There are few posts asking if factoring $N-1$ can help factor $N$. In those posts the focus was on the factors of $N-1$ and $N$ which can never be the same. The conclusion therefore was that factoring $N-1$ cannot help factor $N$.
In this post the focus is shifted to the numbers $N$ and $N-1$ neighbors. It turned out that when the two numbers have a neighbor of a special form with the same numerical value it becomes possible to use factoring $N-1$ to factor $N$.
We consider numbers of the form $N=pq$ with $p,q$ primes of the form $p=6k_{1}+1$ and $q=6k_{2}+1$. Then $N$ can be written as $N=36k_{1}k_{2} + 6(k_{1} + k_{2}) + 1$.

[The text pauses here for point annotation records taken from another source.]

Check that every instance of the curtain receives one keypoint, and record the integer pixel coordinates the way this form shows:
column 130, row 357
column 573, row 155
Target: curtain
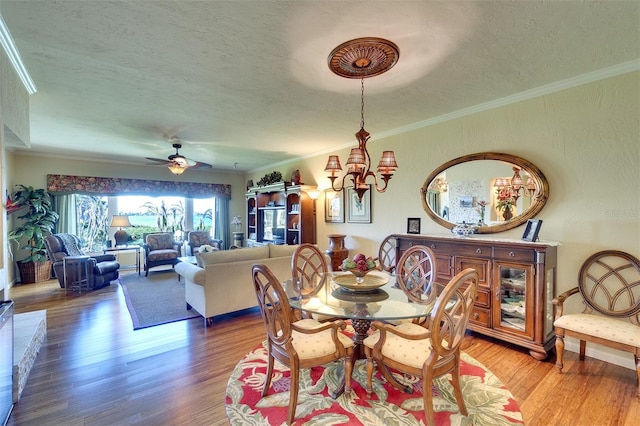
column 221, row 218
column 65, row 206
column 90, row 185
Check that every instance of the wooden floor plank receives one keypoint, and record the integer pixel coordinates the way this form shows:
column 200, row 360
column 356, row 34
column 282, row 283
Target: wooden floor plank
column 94, row 369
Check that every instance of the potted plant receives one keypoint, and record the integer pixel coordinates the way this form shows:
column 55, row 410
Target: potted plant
column 36, row 223
column 505, row 205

It turned out that many numbers share the same value of $36k_{1}k_{2}$ though they have of course different factors. We will show below how we go from factoring $N-1=90$ to factoring $N=91$.
$91=7*13=(6*1+1)(6*2+1)= 6*6*2 + 6*(1+2) +1 = 6*12 +3*6 +1= 72 + 19$
$90=9*10= (8 + 1)(9 + 1)= 8*9 + 18 = 72 + 18 = 6*12 + 18$
Since $91$ and $90$ have the same value of $36k_{1}k_{2}=72$, it is therefore possible to use the same value of $72$ to get that of $91$ by writing $91= (6+1)*(12+1)$ simply because $8*9=6*12=72$ since $72$ can be written as $72=(p-1)(q-1)=6*12$
Basically it was possible to use factoring of $N-1$ to factor $N$ by using the common value of $72$ which is $72=(p-1)(q-1)$ for $91=pq$ and $72=(f-1)(h-1)$ for $90=fg$. But there are more numbers having the same value of $72$ because $72$ can be written as:
$72=1*72=2*36=3*24=4*18=6*12=8*9$ giving the corresponding numbers $M=146,111,100,95,91,90$. However $90$ was the most useful since we were looking for numbers of the form $N-1$ to see if they can help factor $N$. But $95=91+4$ would have done the job too but we couldn't know in advance which number would share the value of $36k_{1}k_{2}$ of $N=91$.
For example $133=7*19$ share the same value of $36k_{1}k_{2}=108=6*18=9*12$ as $N-3=130=10*13$.
Large numbers of the form $N=pq$ with $p,q$ primes would have a large value of $36k_{1}k_{2}$ whose decomposition will produce many more numbers that could in theory be possible candidates to play the role of $(N-1),(N-2),(N-3)...$. What we don't want is replacing the difficulty of factoring $N$ with the difficulty of finding a number $(N-x)$ or $(N+x)$ that can be easily factored. These numbers are not of the form $L=pq$ like the example of $90=2*3^2*5$ or $130=2*5*13$ so the hope of them being easier to factor is there.
The main question is: How easy is-it to find and factor one of those candidates when they are large, that is when we are dealing with numbers with hundreds of digits? We may still spend time searching for a good candidate by varying $x$ in $(N-x)$ or $(N+x)$.